Maggior margine di agibilità per i singoli Stati
Una delle principali novità del testo riveduto grazie alle richieste avanzate dal centrodestra italiano riguarda il maggiore margine di agibilità attribuito ai singoli Stati. In un primo momento, l’ipotesi era stata infatti quella di indicare dei requisiti stringenti per i singoli edifici, non lasciando spazio ai Paesi membri per fissare degli specifici obiettivi in base alle peculiarità nazionali. Grazie alle richieste di rivedere questo aspetto, la versione definitiva del testo stabilisce che i singoli Paesi dovranno definire dei piani per la riduzione dei consumi del loro patrimonio edilizio residenziale. Se tecnicamente ed economicamente fattibile, i Paesi membri dovranno garantire l’installazione progressiva di impianti solari negli edifici pubblici e non residenziali, in funzione delle loro dimensioni, e in tutti i nuovi edifici residenziali entro il 2030. Gli Stati membri dovranno spiegare come intendono predisporre misure vincolanti per decarbonizzare i sistemi di riscaldamento eliminando, gradualmente, i combustibili fossili nel riscaldamento e nel raffreddamento entro il 2040.
Cosa cambia
A partire dal 2025, sarà vietata la concessione di sovvenzioni alle caldaie autonome a combustibili fossili. Saranno ancora possibili incentivi finanziari per i sistemi di riscaldamento che usano una quantità significativa di energia rinnovabile: come quelli che combinano una caldaia con un impianto solare termico o una pompa di calore. La nuova normativa, eccezione rilevante per un Paese come l’Italia, non si applica agli edifici agricoli e agli edifici storici. E i Paesi membri possono decidere di escludere anche gli edifici protetti per il particolare valore architettonico o storico, gli edifici temporanei, le chiese e i luoghi di culto.
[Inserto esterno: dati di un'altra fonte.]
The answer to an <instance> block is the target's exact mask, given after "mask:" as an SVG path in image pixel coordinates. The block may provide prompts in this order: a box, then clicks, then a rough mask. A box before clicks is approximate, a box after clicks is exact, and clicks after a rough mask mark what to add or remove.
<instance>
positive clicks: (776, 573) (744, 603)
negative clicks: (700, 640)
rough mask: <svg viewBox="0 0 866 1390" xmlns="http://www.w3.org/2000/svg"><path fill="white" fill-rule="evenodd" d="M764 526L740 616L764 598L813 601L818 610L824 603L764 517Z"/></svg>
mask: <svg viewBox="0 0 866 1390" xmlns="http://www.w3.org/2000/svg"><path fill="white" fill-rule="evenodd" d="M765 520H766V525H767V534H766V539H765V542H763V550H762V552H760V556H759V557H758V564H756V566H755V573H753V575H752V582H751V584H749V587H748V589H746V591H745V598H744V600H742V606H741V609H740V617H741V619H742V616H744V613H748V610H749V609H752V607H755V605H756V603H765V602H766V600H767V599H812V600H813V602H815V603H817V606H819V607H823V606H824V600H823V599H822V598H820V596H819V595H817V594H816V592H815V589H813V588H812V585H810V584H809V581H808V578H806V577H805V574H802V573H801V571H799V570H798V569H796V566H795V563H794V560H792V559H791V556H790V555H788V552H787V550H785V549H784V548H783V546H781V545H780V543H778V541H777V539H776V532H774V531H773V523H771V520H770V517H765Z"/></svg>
La battaglia non finisce qui: “con il voto dell’8 e 9 giugno possibile riportare buonsenso ed pragmatismo”
Per diventare legge, la direttiva dovrà ora essere approvata formalmente anche dal Consiglio dei ministri. Secondo la Commissione, gli edifici dell’Ue sono responsabili del 40% dei consumi energetici e del 36% delle emissioni climalteranti. Ennesima follia europea, dice Salvini: “Erano già state fermate alcune delle eco-follie volute dai burocrati, ma non è bastato. La nostra battaglia continua: serve un cambio di rotta per rivedere la direttiva, mandando a casa le sinistre e portando a Bruxelles una nuova maggioranza di centrodestra. L’8 e il 9 giugno”, come già segnalato da Ecr. La direttiva “rimane un testo dagli obiettivi finali ben difficilmente realizzabili (emissioni zero nel 2050), che la nuova legislatura europea farebbe bene a ripensare”. Ad affermarlo in una nota è Giorgio Spaziani Testa, il presidente Confedilizia.